Michael Scrutton

Personal information
- Full name: Michael Edward Scrutton
- Born: 29 August 1945 West Derby, Liverpool, England
- Died: 26 December 2007 (aged 62) Rhyl, Flintshire, Wales
- Bowling: Right-arm medium-fast
- Role: Bowler

Domestic team information
- 1966: Suffolk
- Only LA: 30 April 1966 Suffolk v Kent

Career statistics
| Competition | List A |
| Matches | 1 |
| Runs scored | 14 |
| Batting average | 14.00 |
| 100s/50s | 0/0 |
| Top score | 14 |
| Balls bowled | 72 |
| Wickets | 1 |
| Bowling average | 45.00 |
| 5 wickets in innings | 0 |
| 10 wickets in match | 0 |
| Best bowling | 1/45 |
| Catches/stumpings | 0/– |
- Source: CricketArchive, 25 September 2011

= Michael Scrutton =

English cricketer

Michael Edward Scrutton (29 August 1945 - 26 December 2007) was an English cricketer.
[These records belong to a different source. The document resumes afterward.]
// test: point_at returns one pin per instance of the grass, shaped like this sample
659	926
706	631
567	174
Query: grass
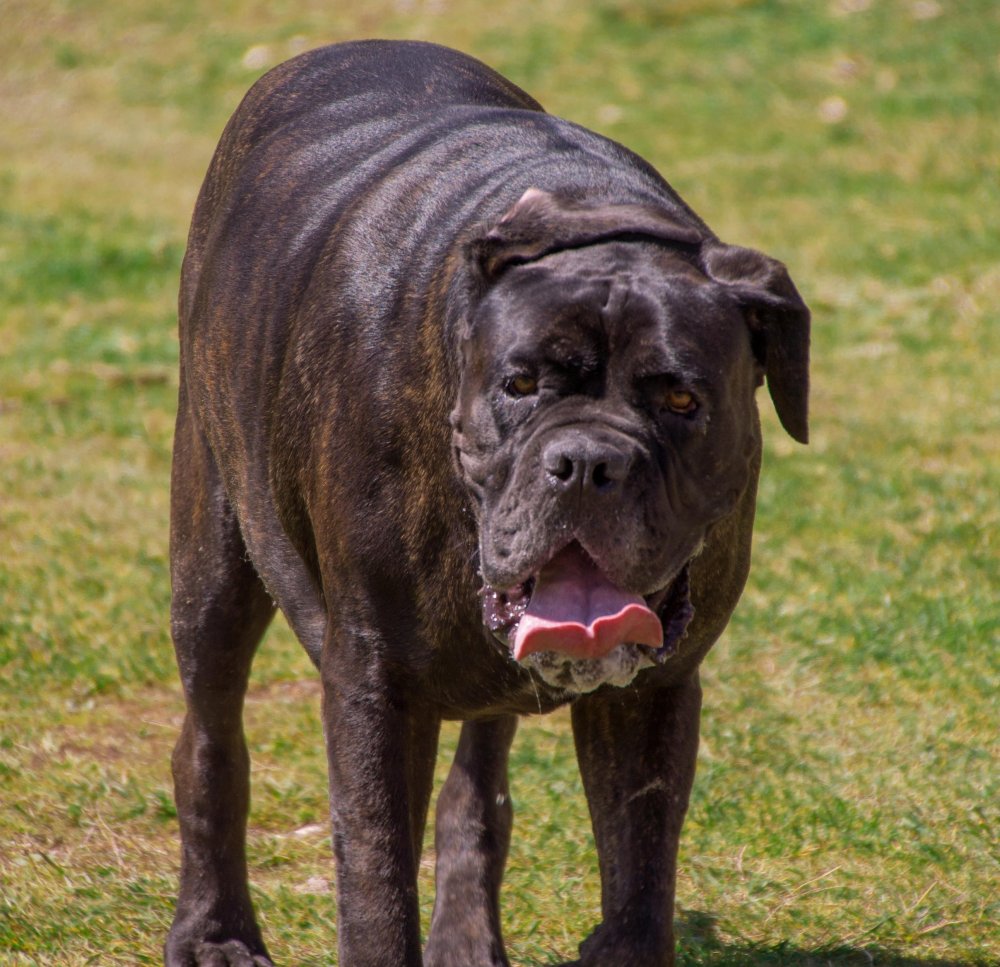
846	806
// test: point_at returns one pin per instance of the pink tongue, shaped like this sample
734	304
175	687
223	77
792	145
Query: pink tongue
577	611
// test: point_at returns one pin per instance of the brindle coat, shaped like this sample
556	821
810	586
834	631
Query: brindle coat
365	257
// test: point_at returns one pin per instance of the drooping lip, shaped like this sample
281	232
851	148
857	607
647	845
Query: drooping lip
504	610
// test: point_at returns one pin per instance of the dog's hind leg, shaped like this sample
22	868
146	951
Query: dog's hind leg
472	836
219	612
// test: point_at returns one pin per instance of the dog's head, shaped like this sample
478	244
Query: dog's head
606	420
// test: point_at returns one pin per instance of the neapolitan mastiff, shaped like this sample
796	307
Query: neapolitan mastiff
467	392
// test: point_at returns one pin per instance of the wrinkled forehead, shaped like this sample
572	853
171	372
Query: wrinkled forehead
612	300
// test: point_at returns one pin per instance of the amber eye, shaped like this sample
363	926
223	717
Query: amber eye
522	385
680	401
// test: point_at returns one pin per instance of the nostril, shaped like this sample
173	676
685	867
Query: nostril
601	477
561	468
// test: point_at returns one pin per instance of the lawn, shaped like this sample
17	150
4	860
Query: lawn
846	808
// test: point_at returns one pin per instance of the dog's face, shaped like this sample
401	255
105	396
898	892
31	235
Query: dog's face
605	422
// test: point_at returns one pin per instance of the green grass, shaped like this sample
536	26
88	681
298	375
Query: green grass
846	806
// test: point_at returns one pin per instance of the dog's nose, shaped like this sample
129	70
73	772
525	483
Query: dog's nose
577	461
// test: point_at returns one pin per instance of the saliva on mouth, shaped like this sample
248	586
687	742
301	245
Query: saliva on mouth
503	611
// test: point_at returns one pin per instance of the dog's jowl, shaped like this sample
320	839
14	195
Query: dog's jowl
467	392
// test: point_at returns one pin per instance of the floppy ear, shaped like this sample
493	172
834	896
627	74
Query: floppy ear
779	321
541	223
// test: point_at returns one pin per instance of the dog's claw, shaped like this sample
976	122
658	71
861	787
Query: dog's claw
232	953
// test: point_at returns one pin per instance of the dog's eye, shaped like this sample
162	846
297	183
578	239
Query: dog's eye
680	401
522	385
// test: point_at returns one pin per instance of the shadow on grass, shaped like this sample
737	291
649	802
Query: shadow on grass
700	946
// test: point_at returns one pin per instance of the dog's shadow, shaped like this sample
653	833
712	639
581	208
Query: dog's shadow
699	945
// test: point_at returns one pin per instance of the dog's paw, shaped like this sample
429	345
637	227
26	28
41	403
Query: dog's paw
228	953
232	953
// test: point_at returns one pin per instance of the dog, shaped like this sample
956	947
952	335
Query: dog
468	392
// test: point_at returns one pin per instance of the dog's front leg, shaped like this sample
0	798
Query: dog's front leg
637	749
381	752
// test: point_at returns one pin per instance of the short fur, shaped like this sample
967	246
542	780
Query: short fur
387	234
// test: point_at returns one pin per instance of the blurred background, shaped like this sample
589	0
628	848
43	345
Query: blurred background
846	805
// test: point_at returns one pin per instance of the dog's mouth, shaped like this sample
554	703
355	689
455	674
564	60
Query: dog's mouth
570	608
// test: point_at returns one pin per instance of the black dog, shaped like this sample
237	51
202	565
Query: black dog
468	392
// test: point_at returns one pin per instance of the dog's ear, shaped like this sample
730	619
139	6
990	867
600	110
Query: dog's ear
779	322
540	223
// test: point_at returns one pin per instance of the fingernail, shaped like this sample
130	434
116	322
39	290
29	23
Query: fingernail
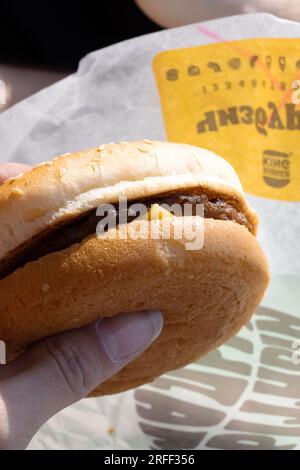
129	334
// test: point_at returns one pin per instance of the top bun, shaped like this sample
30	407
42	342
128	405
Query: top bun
71	184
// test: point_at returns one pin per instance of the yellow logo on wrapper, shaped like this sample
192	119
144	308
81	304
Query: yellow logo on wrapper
241	100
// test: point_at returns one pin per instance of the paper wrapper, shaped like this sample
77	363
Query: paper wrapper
204	84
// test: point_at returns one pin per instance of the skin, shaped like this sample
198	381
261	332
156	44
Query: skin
63	369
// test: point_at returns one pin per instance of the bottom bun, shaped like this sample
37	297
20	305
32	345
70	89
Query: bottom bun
206	296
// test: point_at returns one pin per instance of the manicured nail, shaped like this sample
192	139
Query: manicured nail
129	334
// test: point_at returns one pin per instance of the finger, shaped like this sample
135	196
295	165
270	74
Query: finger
10	170
64	368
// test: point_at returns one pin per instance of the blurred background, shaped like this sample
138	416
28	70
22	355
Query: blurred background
42	42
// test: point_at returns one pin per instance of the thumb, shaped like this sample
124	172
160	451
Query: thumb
64	368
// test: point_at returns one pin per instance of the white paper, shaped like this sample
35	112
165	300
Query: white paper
113	97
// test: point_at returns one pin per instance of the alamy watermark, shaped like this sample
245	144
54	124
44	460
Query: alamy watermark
163	222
A right-arm medium-fast bowler, he played two Minor Counties Championship matches for Suffolk in 1964, before playing his only List A game against Kent in 1966, taking the wicket of future England Test player Mike Denness. He later played three matches for Singapore against Hong Kong between 1971 and 1974.